El primero sería el del desistimiento: aceptar el hecho de la secesión catalana sin oponer la menor resistencia ni embarcarse en pleitos inabarcables, de esos que duran décadas y, cuando se resuelven, no satisfacen a nadie. En este escenario, se abandonaría a Cataluña a la suerte deseada por los nacionalistas, cortando de raíz cualquier asistencia financiera y cualquier apoyo a la población –salvo, naturalmente, el que obliga a aceptar en suelo español a los refugiados que huyeran de Cataluña–, así como estableciendo lo más rápidamente posible los controles fronterizos requeridos para impedir el contrabando de las mercancías procedentes de la nueva república.

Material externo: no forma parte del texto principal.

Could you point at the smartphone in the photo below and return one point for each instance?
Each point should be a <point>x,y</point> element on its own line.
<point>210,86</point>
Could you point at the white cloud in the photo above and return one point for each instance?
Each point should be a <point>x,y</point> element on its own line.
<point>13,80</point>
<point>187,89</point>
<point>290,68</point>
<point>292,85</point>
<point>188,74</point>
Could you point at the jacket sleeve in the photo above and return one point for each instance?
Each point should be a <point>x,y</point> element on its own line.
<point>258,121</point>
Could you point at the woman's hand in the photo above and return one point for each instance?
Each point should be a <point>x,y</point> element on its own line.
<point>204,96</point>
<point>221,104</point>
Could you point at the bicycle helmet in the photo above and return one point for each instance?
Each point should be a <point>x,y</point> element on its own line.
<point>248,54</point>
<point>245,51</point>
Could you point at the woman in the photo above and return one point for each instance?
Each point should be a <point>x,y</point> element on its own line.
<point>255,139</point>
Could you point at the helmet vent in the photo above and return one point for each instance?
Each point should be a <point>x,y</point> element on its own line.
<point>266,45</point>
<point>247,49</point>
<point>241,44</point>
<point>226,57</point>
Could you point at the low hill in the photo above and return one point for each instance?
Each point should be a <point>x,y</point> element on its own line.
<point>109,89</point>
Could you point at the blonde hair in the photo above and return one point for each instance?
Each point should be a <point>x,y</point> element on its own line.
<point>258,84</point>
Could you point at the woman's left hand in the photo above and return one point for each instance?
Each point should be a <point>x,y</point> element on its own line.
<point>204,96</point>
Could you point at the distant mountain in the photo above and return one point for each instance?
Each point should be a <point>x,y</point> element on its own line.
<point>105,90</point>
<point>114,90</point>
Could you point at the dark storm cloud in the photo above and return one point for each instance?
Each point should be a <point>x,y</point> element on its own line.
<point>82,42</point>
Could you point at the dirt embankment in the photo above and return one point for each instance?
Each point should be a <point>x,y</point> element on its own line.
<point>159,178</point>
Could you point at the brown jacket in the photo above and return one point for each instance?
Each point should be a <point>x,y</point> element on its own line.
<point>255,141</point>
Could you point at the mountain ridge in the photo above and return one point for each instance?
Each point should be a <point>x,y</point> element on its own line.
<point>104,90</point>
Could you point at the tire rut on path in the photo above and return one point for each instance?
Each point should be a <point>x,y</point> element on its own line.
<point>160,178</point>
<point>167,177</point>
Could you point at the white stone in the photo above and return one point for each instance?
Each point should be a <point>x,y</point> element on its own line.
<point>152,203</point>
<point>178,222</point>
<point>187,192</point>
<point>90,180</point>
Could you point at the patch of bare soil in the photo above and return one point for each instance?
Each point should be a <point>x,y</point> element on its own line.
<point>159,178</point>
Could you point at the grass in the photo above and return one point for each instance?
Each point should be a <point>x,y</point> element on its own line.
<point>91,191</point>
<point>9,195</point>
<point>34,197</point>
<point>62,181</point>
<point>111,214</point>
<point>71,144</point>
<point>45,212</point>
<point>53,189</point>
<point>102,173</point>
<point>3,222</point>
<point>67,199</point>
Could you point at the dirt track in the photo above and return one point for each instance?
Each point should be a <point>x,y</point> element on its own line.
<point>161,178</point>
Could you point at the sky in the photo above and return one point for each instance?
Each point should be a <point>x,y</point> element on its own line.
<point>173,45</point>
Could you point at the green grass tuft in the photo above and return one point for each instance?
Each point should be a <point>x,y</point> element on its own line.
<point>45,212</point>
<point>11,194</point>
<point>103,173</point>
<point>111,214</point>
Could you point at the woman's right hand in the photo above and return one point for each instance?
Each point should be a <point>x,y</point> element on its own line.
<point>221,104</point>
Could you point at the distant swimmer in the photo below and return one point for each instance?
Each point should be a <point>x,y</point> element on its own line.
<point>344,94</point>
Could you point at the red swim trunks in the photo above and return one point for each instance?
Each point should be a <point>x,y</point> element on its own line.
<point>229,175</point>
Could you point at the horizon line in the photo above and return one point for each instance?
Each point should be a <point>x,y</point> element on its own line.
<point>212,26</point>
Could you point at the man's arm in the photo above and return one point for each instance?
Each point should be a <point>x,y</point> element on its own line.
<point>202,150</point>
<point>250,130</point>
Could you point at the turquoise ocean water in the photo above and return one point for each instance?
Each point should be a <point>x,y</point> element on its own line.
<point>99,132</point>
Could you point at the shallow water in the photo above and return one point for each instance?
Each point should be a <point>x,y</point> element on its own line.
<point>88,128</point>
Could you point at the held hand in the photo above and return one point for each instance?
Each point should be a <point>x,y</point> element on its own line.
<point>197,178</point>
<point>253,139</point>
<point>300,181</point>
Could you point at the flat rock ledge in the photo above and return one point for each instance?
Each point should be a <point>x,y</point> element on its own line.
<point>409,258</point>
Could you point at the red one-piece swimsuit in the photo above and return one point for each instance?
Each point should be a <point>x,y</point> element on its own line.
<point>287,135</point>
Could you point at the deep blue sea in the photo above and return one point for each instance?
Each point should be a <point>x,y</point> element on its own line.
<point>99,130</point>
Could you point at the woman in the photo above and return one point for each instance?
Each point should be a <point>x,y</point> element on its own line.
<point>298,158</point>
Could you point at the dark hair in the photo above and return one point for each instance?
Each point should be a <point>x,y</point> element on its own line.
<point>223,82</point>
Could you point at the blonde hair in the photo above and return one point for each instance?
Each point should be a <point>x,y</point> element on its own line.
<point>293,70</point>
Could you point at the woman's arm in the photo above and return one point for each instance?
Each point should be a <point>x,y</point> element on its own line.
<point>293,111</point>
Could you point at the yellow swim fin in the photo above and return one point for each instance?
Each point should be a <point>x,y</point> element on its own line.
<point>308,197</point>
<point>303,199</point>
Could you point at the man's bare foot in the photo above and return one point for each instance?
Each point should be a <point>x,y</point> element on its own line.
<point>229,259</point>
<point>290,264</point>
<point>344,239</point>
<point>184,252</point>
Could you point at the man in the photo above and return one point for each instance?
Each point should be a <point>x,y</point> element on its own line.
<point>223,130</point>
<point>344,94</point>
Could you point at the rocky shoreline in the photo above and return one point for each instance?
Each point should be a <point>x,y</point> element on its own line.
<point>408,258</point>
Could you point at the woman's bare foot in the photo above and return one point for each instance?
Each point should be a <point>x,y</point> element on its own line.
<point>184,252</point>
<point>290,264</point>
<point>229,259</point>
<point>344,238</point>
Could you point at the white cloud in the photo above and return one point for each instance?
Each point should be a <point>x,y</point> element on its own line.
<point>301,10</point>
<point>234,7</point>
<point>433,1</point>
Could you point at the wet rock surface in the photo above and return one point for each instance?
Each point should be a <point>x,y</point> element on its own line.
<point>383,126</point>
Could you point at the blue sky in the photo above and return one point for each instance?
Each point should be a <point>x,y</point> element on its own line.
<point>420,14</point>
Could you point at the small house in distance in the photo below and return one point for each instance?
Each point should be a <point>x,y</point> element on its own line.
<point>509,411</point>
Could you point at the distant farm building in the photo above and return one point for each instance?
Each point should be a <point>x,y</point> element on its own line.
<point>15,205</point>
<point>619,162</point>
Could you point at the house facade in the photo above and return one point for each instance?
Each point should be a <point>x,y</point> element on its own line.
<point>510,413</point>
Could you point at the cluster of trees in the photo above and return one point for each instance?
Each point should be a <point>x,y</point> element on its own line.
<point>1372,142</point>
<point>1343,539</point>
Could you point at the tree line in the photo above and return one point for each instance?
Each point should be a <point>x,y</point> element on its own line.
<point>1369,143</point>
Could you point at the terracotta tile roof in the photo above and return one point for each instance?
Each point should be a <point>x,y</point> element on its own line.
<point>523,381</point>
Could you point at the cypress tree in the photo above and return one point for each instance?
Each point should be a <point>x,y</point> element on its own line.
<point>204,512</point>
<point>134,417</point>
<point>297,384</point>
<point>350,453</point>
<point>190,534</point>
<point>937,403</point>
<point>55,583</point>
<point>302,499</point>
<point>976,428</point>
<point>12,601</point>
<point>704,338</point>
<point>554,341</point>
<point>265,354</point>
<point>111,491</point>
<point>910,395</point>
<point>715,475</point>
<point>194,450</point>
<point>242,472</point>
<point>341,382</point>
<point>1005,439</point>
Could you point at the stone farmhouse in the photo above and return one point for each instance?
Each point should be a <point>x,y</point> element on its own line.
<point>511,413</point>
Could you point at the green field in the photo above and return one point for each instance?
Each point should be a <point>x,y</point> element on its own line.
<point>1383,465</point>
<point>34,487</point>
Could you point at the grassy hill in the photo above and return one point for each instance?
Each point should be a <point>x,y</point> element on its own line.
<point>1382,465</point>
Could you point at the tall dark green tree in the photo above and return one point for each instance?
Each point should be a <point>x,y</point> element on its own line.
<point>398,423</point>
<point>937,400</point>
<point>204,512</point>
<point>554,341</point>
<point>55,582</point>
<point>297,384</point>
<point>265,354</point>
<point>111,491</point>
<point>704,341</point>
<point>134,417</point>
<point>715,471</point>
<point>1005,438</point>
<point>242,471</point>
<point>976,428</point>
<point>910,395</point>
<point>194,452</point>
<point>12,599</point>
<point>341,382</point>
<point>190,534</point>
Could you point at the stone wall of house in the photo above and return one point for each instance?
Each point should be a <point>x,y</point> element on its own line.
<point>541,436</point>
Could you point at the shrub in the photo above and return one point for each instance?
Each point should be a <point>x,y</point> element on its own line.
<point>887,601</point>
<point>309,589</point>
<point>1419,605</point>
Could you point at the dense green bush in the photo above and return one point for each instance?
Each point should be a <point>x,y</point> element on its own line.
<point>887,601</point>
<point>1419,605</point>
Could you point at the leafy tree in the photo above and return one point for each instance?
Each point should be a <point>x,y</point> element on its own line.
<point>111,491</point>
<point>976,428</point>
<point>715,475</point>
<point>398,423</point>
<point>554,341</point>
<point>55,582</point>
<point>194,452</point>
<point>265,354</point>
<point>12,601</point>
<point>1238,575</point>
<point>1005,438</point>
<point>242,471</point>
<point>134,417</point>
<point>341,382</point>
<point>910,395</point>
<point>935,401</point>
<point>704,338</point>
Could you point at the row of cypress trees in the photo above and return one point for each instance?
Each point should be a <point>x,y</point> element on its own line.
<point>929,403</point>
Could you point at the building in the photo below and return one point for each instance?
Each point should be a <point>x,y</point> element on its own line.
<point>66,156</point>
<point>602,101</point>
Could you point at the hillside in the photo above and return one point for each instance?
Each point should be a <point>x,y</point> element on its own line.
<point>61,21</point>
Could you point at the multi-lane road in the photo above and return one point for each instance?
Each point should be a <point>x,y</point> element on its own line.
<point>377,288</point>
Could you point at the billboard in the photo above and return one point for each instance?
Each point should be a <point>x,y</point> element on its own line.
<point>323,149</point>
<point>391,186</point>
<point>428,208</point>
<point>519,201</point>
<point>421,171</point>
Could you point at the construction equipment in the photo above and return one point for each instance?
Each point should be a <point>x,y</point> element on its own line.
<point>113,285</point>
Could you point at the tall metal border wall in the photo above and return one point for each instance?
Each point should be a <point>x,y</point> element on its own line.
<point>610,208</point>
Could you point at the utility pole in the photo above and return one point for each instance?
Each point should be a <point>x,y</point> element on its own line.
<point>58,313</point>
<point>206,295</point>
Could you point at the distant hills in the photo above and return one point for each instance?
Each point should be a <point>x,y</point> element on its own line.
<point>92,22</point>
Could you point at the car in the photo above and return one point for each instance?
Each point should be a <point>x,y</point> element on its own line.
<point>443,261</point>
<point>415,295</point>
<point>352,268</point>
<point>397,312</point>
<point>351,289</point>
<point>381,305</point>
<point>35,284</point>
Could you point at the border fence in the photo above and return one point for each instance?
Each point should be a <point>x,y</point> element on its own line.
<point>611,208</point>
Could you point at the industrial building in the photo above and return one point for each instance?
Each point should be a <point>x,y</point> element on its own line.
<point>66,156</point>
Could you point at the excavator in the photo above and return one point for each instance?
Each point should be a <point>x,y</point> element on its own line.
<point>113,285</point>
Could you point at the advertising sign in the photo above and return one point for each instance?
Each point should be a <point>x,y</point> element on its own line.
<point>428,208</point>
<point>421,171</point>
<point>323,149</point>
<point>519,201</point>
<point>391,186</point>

Algunas medidas adicionales, por lo demás bastante razonables, podrían ser la exigencia de visado a los residentes en Cataluña y la restricción del tráfico ferroviario y aéreo. Además, España, apoyándose en las prescripciones del derecho internacional, bloquearía el reconocimiento de Cataluña en la Unión Europea, la ONU, la OTAN, la Organización Mundial de Comercio, la OCDE y otros organismos multilaterales. En estas circunstancias, Cataluña experimentaría una severa crisis económica que empobrecería rápidamente a su población, dentro de un ciclo depresivo que, muy probablemente, se extendería sobre no menos de dos décadas. Es precisamente esta experiencia lo que serviría de antídoto contra cualquier otra veleidad independentista dentro de España. Y, por ese mismo motivo, el desistimiento podría llegar a tener un sentido positivo nada desdeñable.

Un segundo escenario es el que me gusta designar con el aforismo "Por la paz, un avemaría". Es el preferido por los partidos de eso que, por desidia y costumbre, designamos como constitucionalismo. También por los socios de España en la Unión Europea, asustados por el barrunto de violencia que subyace en hechos tan graves como los que han tenido ya lugar en Cataluña y los que están por venir. Se trataría de encontrar una solución negociada, con apariencia de legalidad, que diera satisfacción a los nacionalistas –y, por tanto, que aceptara la independencia catalana– a la vez que dibujara un marco de relaciones que abriera en un plazo razonable la admisión de Cataluña en la UE y las demás organizaciones internacionales, a cambio de acuerdos aceptables en materia de reparto de la deuda y de moderación del Gobierno catalán con respecto a la población españolista de la nueva república. Este escenario, aparentemente pacífico, es desde mi punto de vista el de mayor riesgo para España, pues abriría directamente la puerta de la fragmentación del país, empezando, seguramente, por las regiones mediterráneas de habla catalana y, tal vez, el País Vasco –aunque esto último es, en mi percepción, bastante dudoso, pues los nacionalistas moderados de esa región saben que sin España sus cuentas quedarán muy deterioradas, perjudicando así su hegemonía–. Esta disgregación territorial de España podría consumarse en no más de dos o tres lustros.

Y queda un tercer escenario: el de la guerra civil. Se trata de una situación de probabilidad no desdeñable –aunque seguramente baja en este momento– que podría verse potenciada si la independencia catalana se complicase con el movimiento revolucionario que propicia la extrema izquierda, desde la CUP a Colau o desde Podemos a alguna facciones socialistas. Sobre su configuración y sus consecuencias –más allá de la catástrofe que supondría– es imposible decir nada, pues el curso que pudiera llevar estaría determinado por tantos factores fortuitos que se hace inalcanzable cualquier previsión. En todo caso, sería el escenario menos deseable para todos los actores, salvo los nacionalistas y parte de la izquierda.

Esto es lo que hay. El fracaso de España como nación incapaz de configurar su modernidad sin apelar a los viejos demonios familiares, a las rencillas narcisistas que resaltan la diferenciación entre los españoles, a la polarización entre izquierdas y derechas es a lo que lleva. Y lamentablemente no podemos ser optimistas después de lo vivido estos días en Cataluña.